What is Bully Offers: All You Need to Know About Bully Offers

A man in a suit is offering a handshake with Bully Offers.

It is vital to keep yourself up to date in today’s fast-paced real estate market. We see more and more listings generating numerous bids and bid wars by only setting a date when the seller can check all bids. It is in this setting that bully offers emerge.

Conditions like “bully offers” are essential for understanding whether you want to buy or sell a house. This article will discuss more on bully offers – what they are and how they function.

What Is a Bully Offer?

Bully offers, pre-emptive offers, are made when a buyer provides a bid, usually well above the requested amount, before the seller considers it. The aim is to leap over other purchasers by persuading the seller to immediately overcome the standard procedure and secure the offer.

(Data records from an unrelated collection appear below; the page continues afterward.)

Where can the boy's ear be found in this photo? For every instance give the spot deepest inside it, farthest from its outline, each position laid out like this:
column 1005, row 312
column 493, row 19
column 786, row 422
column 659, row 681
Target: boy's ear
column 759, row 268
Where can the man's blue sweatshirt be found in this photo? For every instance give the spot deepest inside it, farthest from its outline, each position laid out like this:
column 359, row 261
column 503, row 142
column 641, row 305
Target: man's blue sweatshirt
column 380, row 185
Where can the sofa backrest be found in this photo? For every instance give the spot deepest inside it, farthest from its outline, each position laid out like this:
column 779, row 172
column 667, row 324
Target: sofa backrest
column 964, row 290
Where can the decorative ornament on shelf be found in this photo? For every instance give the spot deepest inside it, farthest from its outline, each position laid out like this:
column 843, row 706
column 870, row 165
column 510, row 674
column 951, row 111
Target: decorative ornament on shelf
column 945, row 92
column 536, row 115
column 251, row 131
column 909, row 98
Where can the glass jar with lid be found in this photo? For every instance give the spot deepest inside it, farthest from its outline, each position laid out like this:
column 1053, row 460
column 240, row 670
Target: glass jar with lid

Bully offers indicate hot market predictors, so it is no wonder they are becoming increasingly popular. They were a host of individuals on the pandemic market, but now we see them more frequently with condos as the GTA condo market is warming up. And these days, we have also begun to see them with rentals, particularly for more extensive or unique buildings.

How Do Bully Offers Work?

A bully offer will go above your head if you don’t work in the real estate industry. That is fair, but suppose you want to be educated and get a lot of money, you will want to stay informed. A bully offer is simply an offer from the buyer of the home to a seller to buy a home listed for sale before a seller has claimed to be accepting offers.

For instance, suppose you listed your home for sale on Wednesday; you may want your listing to run over the weekend and begin accepting offers the following week on Monday. A bully offer can come anytime between the date you listed your home and your official day of accepting orders.

This decision to “hold offers” before a certain date is a brilliant strategy. It helps most buyers to see the home and raises the likelihood of sellers having a bidding war and even pushing up the sale price. When a bully offer is made, you can choose to accept it, negotiate or stick to your original strategy and see what happens as more offers begin to flow.

Bully Offer Strategies for The Home Buyers: How to Make It Count

If you are falling in love with a home and you don’t want to get into the real bidding war on the official offer date, here is how bully offers can work for you:

Do not show your cards in advance

 Bully offers are most effective if the seller is taken by surprise. The rules on the property require the listing agent to inform prospective buyers, while they can wait and request a bid for the “offer day” period, that a pre-emptive offer has been made.

Be sure to strike early

 You won’t get anything if you make a bully offer the night before the offer date. You should make the bully offer several days or hours after the property is listed for sale before the home sellers start feeling too much confident.

Make your bid unconditional

That means that you have ensured your funding is in order and you are happy with a home inspection before making the offer. The aim is to comfort the seller that you can’t (and won’t) change your mind.

Give a price that will tempt you to take your offer vs. wait for a bidding day

 Bully offers won’t be good unless they really WOW the seller. It is not uncommon to see bully deals that are $100K+ more than the price required. The trick is to convince the seller that this price will not be offered at offer day.

Let the seller aware of the closing date

Including any inclusions/exclusions. Basically, you want to appear as the most pleasant buyer ever. Now is not the time to ask them to put their television on the big screen.

Give the seller the shortest time possible to consider it or leave it

 The strategy won’t work suppose you give the seller if you give a bully offer and give days to drum up the competing offers,

Don’t get cocky

Suppose your offer isn’t that great, you might be motivating other stunning offers to compete with you, and you will lose the house. Suppose you don’t go big, it might be best to wait until he offers night and hope that the competition isn’t that big.

Work with agents who have experience with bully offers

This is an advanced negotiating tactic and needs your agent to have a robust relationship with an agent who represents the seller.